Of course, I have lots of stories. The product of large families on both maternal and paternal sides—mainly poor sharecroppers from 1900 through the 1940s—I have recorded the passed-down verbal histories and used my ancestors’ stories in newspaper columns and magazine articles.
I never imagined that one day my recollections of the previous generation would link the rural folkways of the 1920s and ‘30s to the digital era more than 100 years later. It makes perfect sense. My parents, who grew up during the Depression, are gone, most of my aunts and uncles, too. Grandparents and great-grandparents preceded them, of course.
They left behind dozens of offspring, most of them Boomers like me. Stories from my father about his parents and grandparents are the links to a defining period in the South, not only for rural families but the United States.

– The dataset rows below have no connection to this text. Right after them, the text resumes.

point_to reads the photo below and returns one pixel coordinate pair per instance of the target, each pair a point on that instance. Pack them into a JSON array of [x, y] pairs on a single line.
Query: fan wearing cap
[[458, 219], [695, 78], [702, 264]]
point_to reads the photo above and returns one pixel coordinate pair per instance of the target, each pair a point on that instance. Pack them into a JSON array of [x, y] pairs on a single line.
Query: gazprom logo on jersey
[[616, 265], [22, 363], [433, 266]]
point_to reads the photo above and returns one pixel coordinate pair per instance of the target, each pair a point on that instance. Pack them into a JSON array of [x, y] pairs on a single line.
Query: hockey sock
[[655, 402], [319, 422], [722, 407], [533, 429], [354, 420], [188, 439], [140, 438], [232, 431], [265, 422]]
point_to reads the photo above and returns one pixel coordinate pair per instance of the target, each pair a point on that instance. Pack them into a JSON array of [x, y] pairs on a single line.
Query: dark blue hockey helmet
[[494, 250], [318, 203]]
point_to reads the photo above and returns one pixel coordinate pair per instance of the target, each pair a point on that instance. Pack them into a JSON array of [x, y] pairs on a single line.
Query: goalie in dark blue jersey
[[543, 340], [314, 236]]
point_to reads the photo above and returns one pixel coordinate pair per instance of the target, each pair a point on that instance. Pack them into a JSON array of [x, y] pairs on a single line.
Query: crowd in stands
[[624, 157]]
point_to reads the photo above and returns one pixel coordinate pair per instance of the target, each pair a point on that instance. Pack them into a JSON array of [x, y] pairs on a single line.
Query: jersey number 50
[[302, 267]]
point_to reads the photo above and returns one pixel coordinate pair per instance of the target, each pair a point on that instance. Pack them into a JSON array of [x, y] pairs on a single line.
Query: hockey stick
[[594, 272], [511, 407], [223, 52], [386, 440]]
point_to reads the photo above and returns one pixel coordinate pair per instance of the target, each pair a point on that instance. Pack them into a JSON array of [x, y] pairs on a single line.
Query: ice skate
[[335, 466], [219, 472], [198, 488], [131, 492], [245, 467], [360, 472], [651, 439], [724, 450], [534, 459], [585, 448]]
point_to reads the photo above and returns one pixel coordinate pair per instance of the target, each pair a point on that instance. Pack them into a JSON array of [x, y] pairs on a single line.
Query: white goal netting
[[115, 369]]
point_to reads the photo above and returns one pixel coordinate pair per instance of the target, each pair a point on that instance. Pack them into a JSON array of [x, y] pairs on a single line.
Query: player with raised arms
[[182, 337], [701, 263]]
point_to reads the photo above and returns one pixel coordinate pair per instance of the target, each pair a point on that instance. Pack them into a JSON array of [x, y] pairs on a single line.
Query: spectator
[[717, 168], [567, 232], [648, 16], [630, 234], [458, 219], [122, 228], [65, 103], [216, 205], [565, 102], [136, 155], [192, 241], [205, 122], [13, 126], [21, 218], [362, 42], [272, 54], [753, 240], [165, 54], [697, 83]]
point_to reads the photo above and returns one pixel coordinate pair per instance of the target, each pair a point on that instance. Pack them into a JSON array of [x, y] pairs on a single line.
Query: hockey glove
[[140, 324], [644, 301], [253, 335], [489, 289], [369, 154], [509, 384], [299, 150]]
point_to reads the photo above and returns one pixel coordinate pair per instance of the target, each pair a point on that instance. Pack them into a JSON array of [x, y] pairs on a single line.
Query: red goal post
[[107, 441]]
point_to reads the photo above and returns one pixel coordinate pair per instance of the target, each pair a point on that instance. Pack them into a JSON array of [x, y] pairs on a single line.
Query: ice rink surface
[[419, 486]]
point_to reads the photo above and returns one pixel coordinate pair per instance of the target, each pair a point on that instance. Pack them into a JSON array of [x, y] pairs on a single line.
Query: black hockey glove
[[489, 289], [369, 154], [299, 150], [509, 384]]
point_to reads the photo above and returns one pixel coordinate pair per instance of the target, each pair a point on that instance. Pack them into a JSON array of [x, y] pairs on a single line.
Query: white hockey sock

It was a time of hunger—even starvation—and economic want for people who lived on and worked land they did not own, raising cotton and other crops on the sharecropping system. White and black families survived this way, but it was a subsistence existence. Disease, infant mortality and early adult death were facts of life.
Children worked in the fields. Schooltime revolved around planting and harvest schedules. There never seemed enough to eat. You hunted and fished to supplement protein, ate lots of cornbread, beans and greens and considered refined sugar a rare treat. Illness lurked: polio, whooping cough, measles and chicken pox. Cholera epidemics still occurred, and malaria was not rare. Neither were parasite infestations, tetanus or food poisoning.
Although it was a dire time, people never lost hope. They raised large families, with plenty of sons and daughters to help with the work.
They sat with ill neighbors, pitched in to assist folks during emergencies, read their bibles and tithed from what little they had. They launched the Great Generation, from whence came millions of service men and women during the next world war.
Dad plowed for a neighbor seven straight days, earning a pint of sorghum syrup for his labor. He could not wait to join the Navy, where—he always bragged—he traded poverty for a future. All he had to do was survive. These are examples of generational stories that will disappear unless families save them.
Today, Boomers like me are in decline. When we are gone, will anyone care about our direct ancestors and their sacrifices? Maybe not, but it would be a shame not to have preserved memories of their lives and the importance of these generations of Americans.